Abstract
Purpose :
The promise of visual health monitoring and personalized medicine depends on vision metrics that can precisely track an individual’s vision over time. Common proxies for test precision are based on repeatability, such as the coefficient of repeatability (CoR). However, precision and repeatability are not the same. A test with coarse resolution may be repeatable, but changes in vision within or between individuals are obscured by large steps between test scores. To address this confound, we developed a new Fractional Rank Precision (FRP) metric to evaluate the precision of visual testing, based on concepts of machine learning: how well can an individual be identified in the population distribution of retest measures, based on their initial test measure? We assessed 3 vision tests using FRP: ETDRS visual acuity (VA), Pelli-Robson (PR) contrast sensitivity (CS), and quick Contrast Sensitivity Function (qCSF) testing.
Methods :
From healthy observers (20-85 years), we obtained 164 monocular and 100 binocular test-retest pairs of qCSF (one week apart). For a broad, scalar summary statistic, we computed the Area Under the Log CSF (AULCSF) from 1.5 to 18 cycles per degree. We also collected 189/180 test-retest pairs from PR CS and ETDRS VA testing.

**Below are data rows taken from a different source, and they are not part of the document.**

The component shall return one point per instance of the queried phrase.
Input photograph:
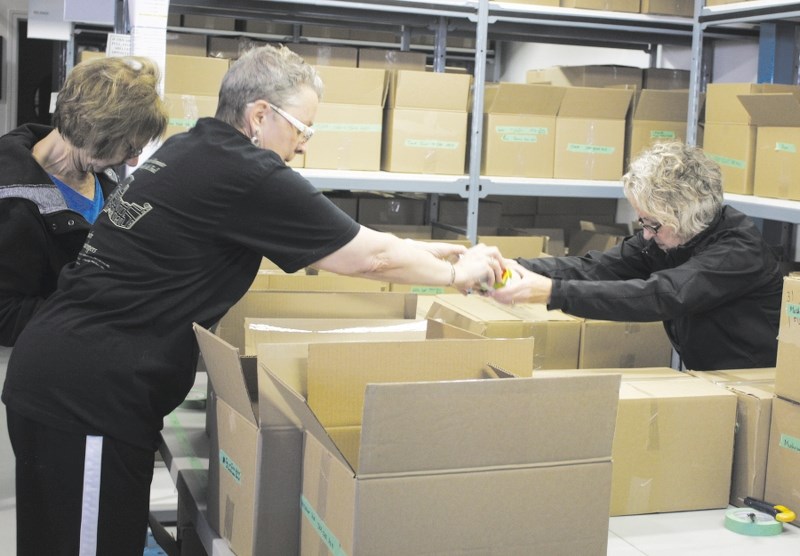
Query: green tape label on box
(662, 134)
(322, 530)
(520, 130)
(589, 149)
(348, 128)
(727, 161)
(431, 144)
(790, 443)
(230, 466)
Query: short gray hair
(677, 185)
(272, 73)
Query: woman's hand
(524, 286)
(478, 268)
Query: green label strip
(322, 530)
(230, 466)
(662, 134)
(790, 443)
(589, 149)
(726, 161)
(431, 144)
(349, 128)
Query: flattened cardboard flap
(225, 371)
(773, 109)
(522, 98)
(593, 102)
(471, 424)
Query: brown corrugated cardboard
(624, 344)
(777, 161)
(381, 58)
(733, 147)
(325, 55)
(782, 485)
(287, 331)
(255, 470)
(659, 116)
(673, 446)
(349, 120)
(787, 378)
(722, 100)
(193, 75)
(557, 334)
(441, 475)
(590, 133)
(426, 133)
(519, 129)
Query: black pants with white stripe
(78, 495)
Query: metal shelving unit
(484, 20)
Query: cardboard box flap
(353, 85)
(225, 371)
(522, 98)
(773, 109)
(429, 90)
(667, 106)
(339, 373)
(485, 423)
(593, 102)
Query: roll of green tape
(747, 521)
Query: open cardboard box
(440, 457)
(256, 460)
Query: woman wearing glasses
(180, 241)
(55, 180)
(697, 265)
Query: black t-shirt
(112, 350)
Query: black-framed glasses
(652, 228)
(305, 131)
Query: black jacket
(38, 233)
(719, 295)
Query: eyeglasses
(305, 131)
(652, 228)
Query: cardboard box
(381, 58)
(777, 162)
(519, 129)
(349, 121)
(659, 116)
(787, 379)
(426, 133)
(557, 334)
(273, 331)
(624, 344)
(673, 446)
(631, 6)
(665, 78)
(587, 76)
(193, 75)
(590, 133)
(723, 104)
(324, 55)
(441, 479)
(733, 147)
(255, 465)
(782, 484)
(185, 110)
(305, 304)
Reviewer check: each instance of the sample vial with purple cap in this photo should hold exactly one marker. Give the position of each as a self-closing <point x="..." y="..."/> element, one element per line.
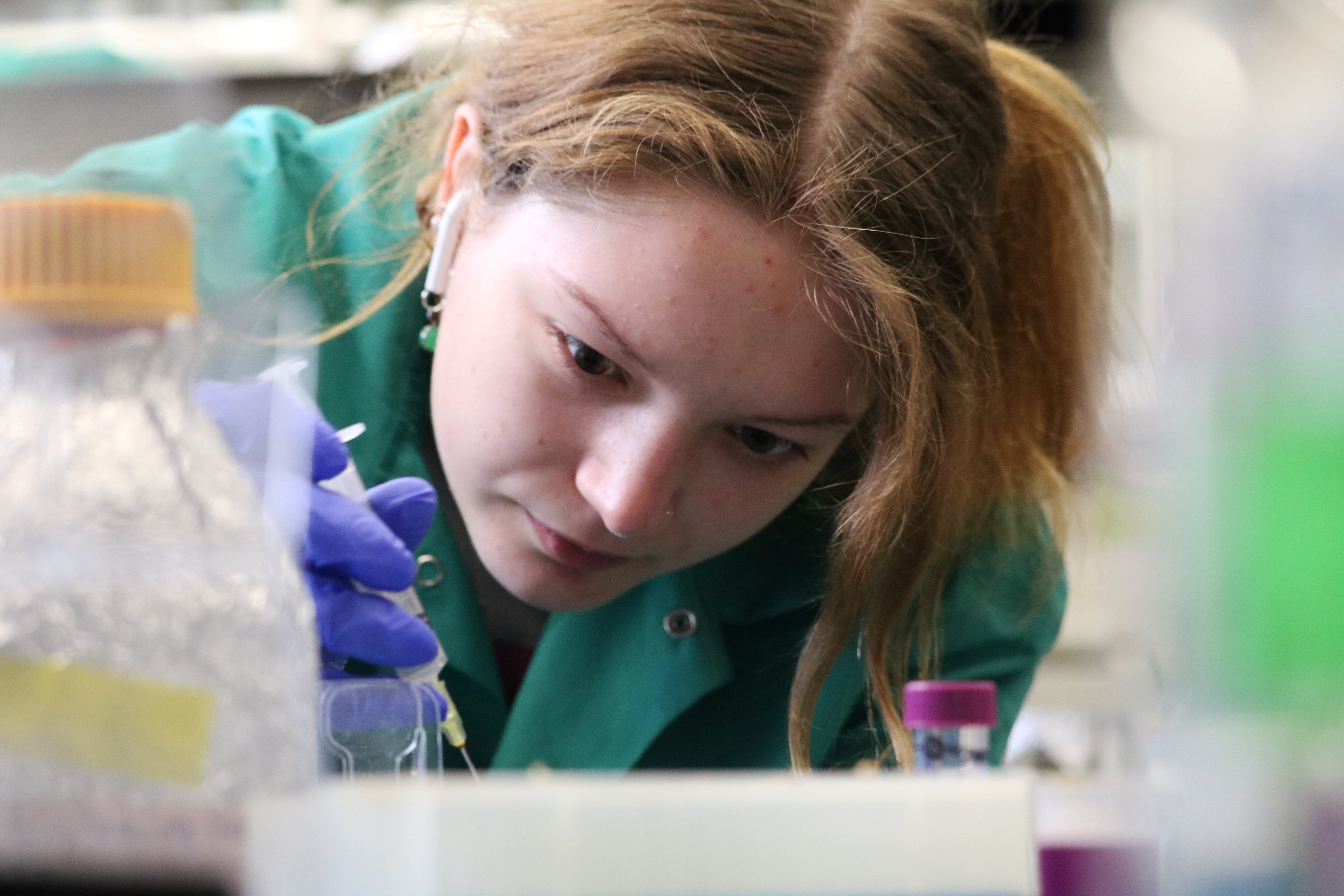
<point x="951" y="722"/>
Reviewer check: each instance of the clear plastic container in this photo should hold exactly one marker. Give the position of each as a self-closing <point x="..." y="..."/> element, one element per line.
<point x="951" y="722"/>
<point x="382" y="727"/>
<point x="155" y="635"/>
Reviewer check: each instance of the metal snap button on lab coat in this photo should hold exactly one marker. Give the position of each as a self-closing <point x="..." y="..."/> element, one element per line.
<point x="679" y="624"/>
<point x="429" y="571"/>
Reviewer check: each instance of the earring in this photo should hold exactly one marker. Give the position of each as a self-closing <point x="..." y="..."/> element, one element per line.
<point x="442" y="267"/>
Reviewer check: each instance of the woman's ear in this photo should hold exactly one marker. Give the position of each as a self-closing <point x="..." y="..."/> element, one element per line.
<point x="463" y="158"/>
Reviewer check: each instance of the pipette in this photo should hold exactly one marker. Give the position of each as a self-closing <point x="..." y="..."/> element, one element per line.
<point x="350" y="484"/>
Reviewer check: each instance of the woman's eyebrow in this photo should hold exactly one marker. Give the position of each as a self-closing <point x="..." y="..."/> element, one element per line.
<point x="610" y="331"/>
<point x="821" y="422"/>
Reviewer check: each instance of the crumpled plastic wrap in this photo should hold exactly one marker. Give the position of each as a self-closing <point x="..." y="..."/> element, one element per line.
<point x="132" y="543"/>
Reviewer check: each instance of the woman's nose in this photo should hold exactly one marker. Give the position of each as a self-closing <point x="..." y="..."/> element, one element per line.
<point x="631" y="476"/>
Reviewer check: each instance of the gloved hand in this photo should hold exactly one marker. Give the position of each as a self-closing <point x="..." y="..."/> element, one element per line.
<point x="346" y="542"/>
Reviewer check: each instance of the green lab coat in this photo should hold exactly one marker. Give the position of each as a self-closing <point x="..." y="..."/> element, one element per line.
<point x="608" y="688"/>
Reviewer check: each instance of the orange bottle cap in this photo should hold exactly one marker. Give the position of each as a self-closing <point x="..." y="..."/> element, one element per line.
<point x="96" y="258"/>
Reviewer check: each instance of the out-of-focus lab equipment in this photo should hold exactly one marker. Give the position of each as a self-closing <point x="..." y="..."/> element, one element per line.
<point x="157" y="635"/>
<point x="157" y="651"/>
<point x="951" y="722"/>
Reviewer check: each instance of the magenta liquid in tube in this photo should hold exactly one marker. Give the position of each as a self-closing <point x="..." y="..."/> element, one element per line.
<point x="951" y="722"/>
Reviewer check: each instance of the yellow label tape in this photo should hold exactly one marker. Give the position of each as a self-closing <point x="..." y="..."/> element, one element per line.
<point x="107" y="721"/>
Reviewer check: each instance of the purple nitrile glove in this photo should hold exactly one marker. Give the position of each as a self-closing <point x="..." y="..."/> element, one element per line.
<point x="345" y="541"/>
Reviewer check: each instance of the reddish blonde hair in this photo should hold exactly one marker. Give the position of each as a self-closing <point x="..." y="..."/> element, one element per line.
<point x="951" y="190"/>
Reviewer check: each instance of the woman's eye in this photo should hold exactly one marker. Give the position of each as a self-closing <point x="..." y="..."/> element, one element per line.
<point x="761" y="443"/>
<point x="588" y="359"/>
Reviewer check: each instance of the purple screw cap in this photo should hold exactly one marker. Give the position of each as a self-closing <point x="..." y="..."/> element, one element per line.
<point x="951" y="704"/>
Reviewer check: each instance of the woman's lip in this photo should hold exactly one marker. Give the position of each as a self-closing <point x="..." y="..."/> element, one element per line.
<point x="571" y="554"/>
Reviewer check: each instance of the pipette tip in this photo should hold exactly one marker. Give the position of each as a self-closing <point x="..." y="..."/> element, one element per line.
<point x="471" y="766"/>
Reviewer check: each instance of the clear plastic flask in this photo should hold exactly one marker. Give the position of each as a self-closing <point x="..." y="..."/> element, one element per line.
<point x="951" y="722"/>
<point x="155" y="633"/>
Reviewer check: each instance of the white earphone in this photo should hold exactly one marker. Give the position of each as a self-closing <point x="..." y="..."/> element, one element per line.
<point x="446" y="248"/>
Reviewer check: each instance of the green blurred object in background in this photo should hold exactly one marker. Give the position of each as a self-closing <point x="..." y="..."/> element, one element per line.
<point x="1283" y="534"/>
<point x="92" y="64"/>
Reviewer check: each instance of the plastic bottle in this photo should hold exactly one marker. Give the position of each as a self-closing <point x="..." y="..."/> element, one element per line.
<point x="155" y="633"/>
<point x="951" y="722"/>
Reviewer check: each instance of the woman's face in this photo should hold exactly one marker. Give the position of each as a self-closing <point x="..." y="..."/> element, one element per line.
<point x="620" y="394"/>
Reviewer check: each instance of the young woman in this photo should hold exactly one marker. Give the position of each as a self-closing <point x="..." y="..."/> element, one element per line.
<point x="771" y="330"/>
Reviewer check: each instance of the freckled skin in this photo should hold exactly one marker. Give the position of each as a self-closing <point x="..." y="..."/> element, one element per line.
<point x="522" y="431"/>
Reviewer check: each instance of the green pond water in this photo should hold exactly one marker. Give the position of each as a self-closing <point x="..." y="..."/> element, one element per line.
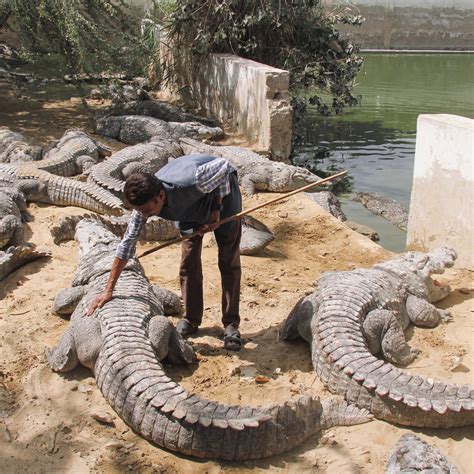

For each test, we computed CoR and FRP: the rank of the retest of a subject when all subjects’ retests are sorted by their similarity to a subject’s initial test, averaged across all subjects. FRP ranges from .5 (chance) to 1.0 (perfect identification of test from retest for each subject). We also recomputed FRP for increasing quantization, i.e. rounding of values to coarse step sizes.
Results :
CoR and FRP were .214 and .844 (AULCSF), .243 and .721 (PR CS), and .149 and .718 (ETDRS VA), respectively. As expected, increasing quantization reduced FRP. The precision of AULCSF was reduced to that of unmodified (non-quantized) PR CS and ETDRS VA, when strong quantization collapsed the AULCSF population distribution to only 5 step-sizes.
Conclusions :
The FRP metric is sensitive to a test's resolution (step-size), variability (CoR), and dynamic range. Despite apparently better repeatability (lower CoR), the precision of ETDRS VA was similar to that of PR CS. The AULCSF provides highest FRP despite intermediate CoR, due to small step-sizes and low variability relative to its range. These features may be useful to detect visual changes in clinical trials and clinical practice.
This is an abstract that was submitted for the 2017 ARVO Annual Meeting, held in Baltimore, MD, May 7-11, 2017.